CHICAGO (WLS) -- The last major "Family Secrets" mobster is out of federal prison.
At age 85, Paul Schiro has now moved to a halfway house.
He had been locked up Butler Federal Penitentiary in North Carolina and, as the I-Team first reported, he said he wanted out because the jailhouse was a breeding ground for COVID bugs.
Schiro was put away after being among those convicted in the government's "Operation Family Secrets" mob murder trial.
In 1986, he murdered Arizona businessman Emil Vaci, whom Outfit bosses had feared was cooperating with law enforcement in a casino death case.
But, Vaci's daughter told Judge John Blakey that, "We are the victims, not Paul Schiro because of his failing health and COVID-19."
"This is an 85 year old. He's probably, unless he is broke -- maybe he is -- he's probably looking for a quiet retired life," said John Binder, who is a Chicago mob historian and author. "Again, if they think he is not of any great use to them, they may well just let him move on a retire."
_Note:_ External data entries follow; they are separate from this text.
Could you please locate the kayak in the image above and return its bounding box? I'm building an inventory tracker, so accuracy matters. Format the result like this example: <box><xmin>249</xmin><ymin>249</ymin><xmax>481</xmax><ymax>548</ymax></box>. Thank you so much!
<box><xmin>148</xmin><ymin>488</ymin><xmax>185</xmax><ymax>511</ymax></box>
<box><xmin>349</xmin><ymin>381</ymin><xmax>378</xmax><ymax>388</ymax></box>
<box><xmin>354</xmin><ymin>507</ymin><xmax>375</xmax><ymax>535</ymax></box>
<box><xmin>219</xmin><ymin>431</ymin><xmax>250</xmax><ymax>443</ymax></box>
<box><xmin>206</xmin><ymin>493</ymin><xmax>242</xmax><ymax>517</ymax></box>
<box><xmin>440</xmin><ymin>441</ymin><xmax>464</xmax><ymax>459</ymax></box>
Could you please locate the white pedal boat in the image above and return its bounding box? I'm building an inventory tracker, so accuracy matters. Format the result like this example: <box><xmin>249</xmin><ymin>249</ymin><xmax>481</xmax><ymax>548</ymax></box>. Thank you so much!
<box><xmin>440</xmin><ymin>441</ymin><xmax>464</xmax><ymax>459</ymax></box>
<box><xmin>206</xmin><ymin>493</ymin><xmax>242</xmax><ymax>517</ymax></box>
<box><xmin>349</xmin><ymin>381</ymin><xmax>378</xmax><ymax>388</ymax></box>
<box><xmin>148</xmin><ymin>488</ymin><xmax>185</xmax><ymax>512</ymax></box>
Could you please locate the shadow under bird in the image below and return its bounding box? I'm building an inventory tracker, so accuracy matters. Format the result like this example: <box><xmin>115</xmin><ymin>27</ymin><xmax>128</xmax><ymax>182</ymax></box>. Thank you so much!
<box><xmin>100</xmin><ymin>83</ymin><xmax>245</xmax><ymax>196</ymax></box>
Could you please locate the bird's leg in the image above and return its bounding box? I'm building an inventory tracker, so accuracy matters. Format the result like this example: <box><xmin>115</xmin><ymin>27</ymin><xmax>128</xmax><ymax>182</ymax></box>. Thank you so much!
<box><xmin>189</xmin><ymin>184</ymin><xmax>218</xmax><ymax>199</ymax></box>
The judge said Schiro needed to stay in prison "to provide just punishment" for his role in "the cold-blooded murder of an individual thought to be a potential witness" against the infamous racketeering enterprise to which Schiro belonged.
Schiro has now finished his prison sentence and has been assigned by authorities to a halfway house in Phoenix, Arizona.
He will finish up his time there and will be fully free next April, just as he is pushing 90.
"Either your life ends or they let you go and say, 'Okay, Paulie,' you know, 'You're not good any more, you're sick --you can go retire. We really don't need ya,'" Binder said.
Schiro may be the last man to carry a family secret out of prison, but he's not the last Family Secret man in prison.
That blue ribbon goes to Outfit boss Jimmy "The Man" Marcello, who will remain locked up in America's supermax Colorado prison until the day he dies. He is serving a life sentence for being a top operator of the Outfit.
Other top mob bosses who went away in the Family Secrets trial died in prison. And for all of them, at least at the end, crime paid with taxpayer meals and a pint-sized mattress.